そこで土地は地域ごとに区域区分という線引きで、利用用途を制限しています。開発許可は、無秩序な開発を防ぎ住みやすい街を形成するために、区域区分を担保として開発をコントロールする役割があります。
許可が必要になる開発の定義
土地の利用用途で何にでも許可を必要としていては、申請に膨大な手間がかかってしまいます。
この制度で許可が必要な開発とは、次の3つが該当します。
・建築物の建設
・第1種特定工作物の建設
・第2種特定工作物を建設するための土地区画の変更
建築物の判定は厳しく、屋根と柱・壁から成り立っていたら開発許可が必要です。基礎工事が不要のユニットハウスやコンテナ、テントでも建築物となります。
第1種特定工作物とは、コンクリートやアスファルトのプラント、危険物の貯蔵や処理をする施設のことです。
第2種特定工作物はゴルフコース、1ha以上のレジャー施設・競技場のことを指します。土地区画の変更とは、農地を宅地にしたり、広い土地を分譲住宅にするため道路を新設したりする行為です。
個人の土地活用では、建築物を建設するための開発許可がメインです。ゴルフコースやレジャー施設の開発は、広大な土地や山を所有している人なら関係があるでしょう。
開発許可の違反をした時の罰則
許可が必要な土地で勝手に開発を進めると、都市計画法という法律の違反になります。
監督処分の対処になると、使用禁止になったり建物の除去を求められたりします。
監督処分の対象は、建築物を建てた人だけでなく、違法な建築物があると知りながら土地を購入した人も含まれます。

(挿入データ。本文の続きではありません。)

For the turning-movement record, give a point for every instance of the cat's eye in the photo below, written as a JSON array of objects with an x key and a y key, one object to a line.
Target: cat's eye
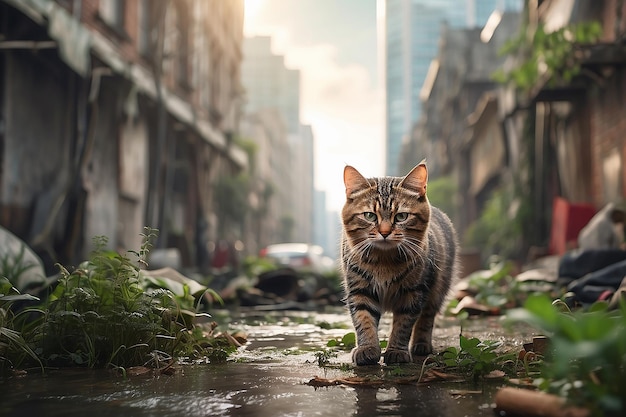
[
  {"x": 369, "y": 216},
  {"x": 400, "y": 217}
]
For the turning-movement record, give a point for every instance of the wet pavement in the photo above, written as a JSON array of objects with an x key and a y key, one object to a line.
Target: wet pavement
[{"x": 267, "y": 377}]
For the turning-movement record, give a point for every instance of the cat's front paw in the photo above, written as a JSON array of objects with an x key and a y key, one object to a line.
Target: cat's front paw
[
  {"x": 366, "y": 355},
  {"x": 396, "y": 356},
  {"x": 421, "y": 349}
]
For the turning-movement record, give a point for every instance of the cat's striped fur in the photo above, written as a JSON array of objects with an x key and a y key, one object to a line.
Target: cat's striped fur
[{"x": 398, "y": 254}]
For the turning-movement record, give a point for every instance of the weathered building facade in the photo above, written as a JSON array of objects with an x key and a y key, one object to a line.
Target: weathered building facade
[
  {"x": 116, "y": 115},
  {"x": 554, "y": 139}
]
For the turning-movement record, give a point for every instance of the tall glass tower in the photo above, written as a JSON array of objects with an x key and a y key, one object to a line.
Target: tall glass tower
[{"x": 411, "y": 32}]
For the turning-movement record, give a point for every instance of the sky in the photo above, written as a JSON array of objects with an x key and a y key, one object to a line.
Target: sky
[{"x": 334, "y": 45}]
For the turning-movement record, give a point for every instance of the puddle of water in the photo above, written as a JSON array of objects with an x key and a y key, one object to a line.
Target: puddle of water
[{"x": 267, "y": 378}]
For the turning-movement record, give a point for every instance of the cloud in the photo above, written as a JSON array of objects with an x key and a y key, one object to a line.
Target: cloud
[{"x": 343, "y": 106}]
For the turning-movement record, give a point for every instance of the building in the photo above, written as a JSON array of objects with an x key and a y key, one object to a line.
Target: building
[
  {"x": 269, "y": 83},
  {"x": 117, "y": 115},
  {"x": 412, "y": 33},
  {"x": 273, "y": 98}
]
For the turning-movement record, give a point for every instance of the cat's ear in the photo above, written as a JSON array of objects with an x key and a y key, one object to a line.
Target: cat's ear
[
  {"x": 353, "y": 180},
  {"x": 417, "y": 179}
]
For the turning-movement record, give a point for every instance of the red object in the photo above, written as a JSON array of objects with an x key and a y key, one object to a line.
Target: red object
[{"x": 567, "y": 221}]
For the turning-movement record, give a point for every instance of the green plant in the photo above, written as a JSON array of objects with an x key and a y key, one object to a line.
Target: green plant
[
  {"x": 323, "y": 357},
  {"x": 474, "y": 357},
  {"x": 496, "y": 287},
  {"x": 13, "y": 267},
  {"x": 587, "y": 359},
  {"x": 99, "y": 314},
  {"x": 13, "y": 347},
  {"x": 347, "y": 342},
  {"x": 499, "y": 227},
  {"x": 554, "y": 56}
]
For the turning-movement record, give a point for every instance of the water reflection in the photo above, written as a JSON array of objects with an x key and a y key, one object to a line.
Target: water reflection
[{"x": 268, "y": 379}]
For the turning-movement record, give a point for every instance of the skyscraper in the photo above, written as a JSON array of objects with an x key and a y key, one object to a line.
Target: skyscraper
[{"x": 411, "y": 34}]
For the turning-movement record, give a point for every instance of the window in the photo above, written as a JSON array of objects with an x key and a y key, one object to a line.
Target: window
[{"x": 112, "y": 12}]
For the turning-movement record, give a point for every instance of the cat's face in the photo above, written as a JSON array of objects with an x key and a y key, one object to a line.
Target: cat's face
[{"x": 386, "y": 214}]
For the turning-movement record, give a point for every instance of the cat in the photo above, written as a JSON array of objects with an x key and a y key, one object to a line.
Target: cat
[{"x": 398, "y": 254}]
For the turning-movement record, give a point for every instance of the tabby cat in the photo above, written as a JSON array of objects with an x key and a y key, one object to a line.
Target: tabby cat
[{"x": 398, "y": 254}]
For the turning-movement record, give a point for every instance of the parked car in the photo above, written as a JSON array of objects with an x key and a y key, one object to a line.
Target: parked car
[{"x": 299, "y": 256}]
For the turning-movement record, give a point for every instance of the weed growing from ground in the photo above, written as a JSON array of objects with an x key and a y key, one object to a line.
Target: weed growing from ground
[{"x": 586, "y": 362}]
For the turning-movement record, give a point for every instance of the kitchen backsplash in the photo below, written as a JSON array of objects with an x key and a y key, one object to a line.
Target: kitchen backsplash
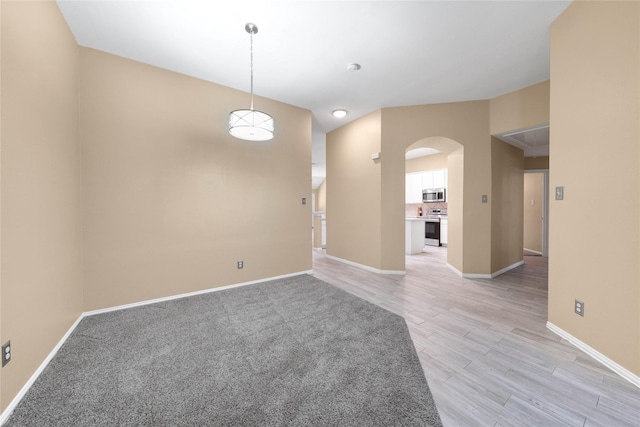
[{"x": 411, "y": 209}]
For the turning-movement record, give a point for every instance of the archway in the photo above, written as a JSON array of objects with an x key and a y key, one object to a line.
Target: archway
[{"x": 454, "y": 165}]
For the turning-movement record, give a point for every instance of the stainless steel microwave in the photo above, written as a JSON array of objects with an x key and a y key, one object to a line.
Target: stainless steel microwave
[{"x": 433, "y": 195}]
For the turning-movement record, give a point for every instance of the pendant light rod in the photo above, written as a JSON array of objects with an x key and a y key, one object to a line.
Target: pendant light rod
[
  {"x": 251, "y": 125},
  {"x": 251, "y": 29}
]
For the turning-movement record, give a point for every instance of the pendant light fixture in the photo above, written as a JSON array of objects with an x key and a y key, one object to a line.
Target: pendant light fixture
[{"x": 251, "y": 125}]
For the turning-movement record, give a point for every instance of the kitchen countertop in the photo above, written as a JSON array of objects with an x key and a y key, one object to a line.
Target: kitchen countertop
[{"x": 427, "y": 218}]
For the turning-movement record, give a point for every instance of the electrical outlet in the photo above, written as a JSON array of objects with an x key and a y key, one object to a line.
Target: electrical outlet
[
  {"x": 579, "y": 308},
  {"x": 6, "y": 353}
]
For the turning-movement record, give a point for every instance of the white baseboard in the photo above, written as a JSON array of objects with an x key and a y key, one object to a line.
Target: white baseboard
[
  {"x": 25, "y": 388},
  {"x": 620, "y": 370},
  {"x": 366, "y": 267},
  {"x": 23, "y": 391},
  {"x": 190, "y": 294},
  {"x": 484, "y": 276},
  {"x": 531, "y": 250},
  {"x": 504, "y": 270}
]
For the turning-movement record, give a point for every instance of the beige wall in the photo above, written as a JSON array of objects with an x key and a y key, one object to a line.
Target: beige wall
[
  {"x": 595, "y": 111},
  {"x": 41, "y": 281},
  {"x": 120, "y": 183},
  {"x": 353, "y": 192},
  {"x": 171, "y": 200},
  {"x": 419, "y": 164},
  {"x": 321, "y": 197},
  {"x": 506, "y": 219},
  {"x": 466, "y": 123},
  {"x": 532, "y": 208},
  {"x": 520, "y": 109}
]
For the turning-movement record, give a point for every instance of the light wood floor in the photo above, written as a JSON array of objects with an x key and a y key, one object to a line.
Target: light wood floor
[{"x": 485, "y": 349}]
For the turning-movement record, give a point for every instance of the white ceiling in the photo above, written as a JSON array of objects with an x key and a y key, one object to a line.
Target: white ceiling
[
  {"x": 533, "y": 141},
  {"x": 411, "y": 52}
]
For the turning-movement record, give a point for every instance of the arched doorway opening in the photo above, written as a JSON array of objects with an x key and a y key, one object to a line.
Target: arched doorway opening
[{"x": 435, "y": 162}]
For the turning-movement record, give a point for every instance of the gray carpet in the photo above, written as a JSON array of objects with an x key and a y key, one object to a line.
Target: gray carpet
[{"x": 290, "y": 352}]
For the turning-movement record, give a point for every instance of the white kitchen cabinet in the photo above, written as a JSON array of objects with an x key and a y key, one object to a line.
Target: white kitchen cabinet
[
  {"x": 439, "y": 178},
  {"x": 415, "y": 182},
  {"x": 427, "y": 179},
  {"x": 444, "y": 229},
  {"x": 413, "y": 187}
]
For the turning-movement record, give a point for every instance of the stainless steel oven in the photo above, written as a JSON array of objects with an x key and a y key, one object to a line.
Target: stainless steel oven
[{"x": 432, "y": 232}]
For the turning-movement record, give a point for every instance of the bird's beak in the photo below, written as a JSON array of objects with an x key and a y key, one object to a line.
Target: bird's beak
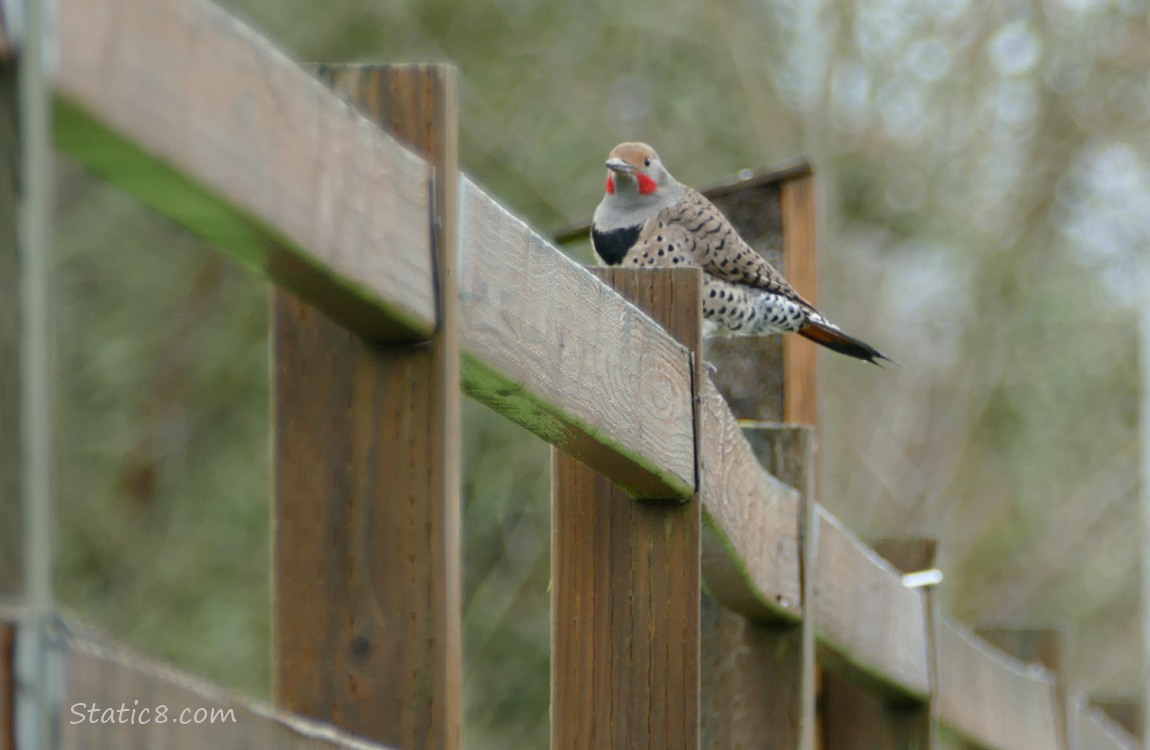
[{"x": 618, "y": 165}]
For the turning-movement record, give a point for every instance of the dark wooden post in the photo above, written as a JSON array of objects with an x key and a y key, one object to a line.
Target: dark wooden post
[
  {"x": 769, "y": 380},
  {"x": 367, "y": 610},
  {"x": 856, "y": 719},
  {"x": 626, "y": 581},
  {"x": 12, "y": 525}
]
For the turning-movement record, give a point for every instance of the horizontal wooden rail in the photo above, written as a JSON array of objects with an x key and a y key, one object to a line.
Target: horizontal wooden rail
[
  {"x": 1098, "y": 732},
  {"x": 750, "y": 523},
  {"x": 990, "y": 697}
]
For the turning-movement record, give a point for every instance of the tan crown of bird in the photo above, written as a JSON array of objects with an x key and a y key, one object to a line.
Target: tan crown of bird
[{"x": 648, "y": 217}]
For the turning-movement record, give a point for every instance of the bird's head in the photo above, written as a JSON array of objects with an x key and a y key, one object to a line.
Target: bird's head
[{"x": 634, "y": 169}]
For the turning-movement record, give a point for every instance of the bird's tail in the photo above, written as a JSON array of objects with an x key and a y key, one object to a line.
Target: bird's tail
[{"x": 835, "y": 339}]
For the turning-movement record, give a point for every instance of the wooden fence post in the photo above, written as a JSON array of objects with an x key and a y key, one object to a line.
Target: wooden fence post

購入する土地に小さくても建築物がある場合は注意しておきたいです。
土地の区域別の規制対象となる開発の規模
規制の対象は区域区分によって規模が異なり、次の5つに分類されています。
・市街化区域:1,000㎡(3大都市圏の既成市街地や近郊整備地帯では500㎡)以上
・市街化調整区域:全ての開発
・非線引き都市計画区域:3,000㎡以上
・準都市計画区域:3,000㎡以上
・都市計画区域・準都市計画区域外:1ha以上
市街化区域や非線引き都市計画区域、準都市計画区域では、条例により300㎡まで引き下げられている場合があります。
※規模が大きくても、公共性の高い図書館や公民館であれば規制の対象外です。
開発許可の申請で必要な書類
・開発行為許可申請書
・公共施設の管理者の同意・協議書
・土地や建物の権利者の同意書
・土地や建物の権利者で開発に同意した人の印鑑登録証明
・予定している建築物の概要書
・設計の説明書
・資金計画書
・申請する人の業務経歴書
・申請する人の納税証明書(前年度分)
・工事を施工する人の建設機械目録・技術者名簿・工事経歴書
・建設業許可証明書
・建築物を設計した人の資格の証明書
-開発許可の申請で失敗しない3つの方法-
行政書士に依頼をする
行政書士は、役所に提出する書類や権利関係の書類の作成を行ってくれる資格を持つ人で、開発許可の申請を依頼することができます。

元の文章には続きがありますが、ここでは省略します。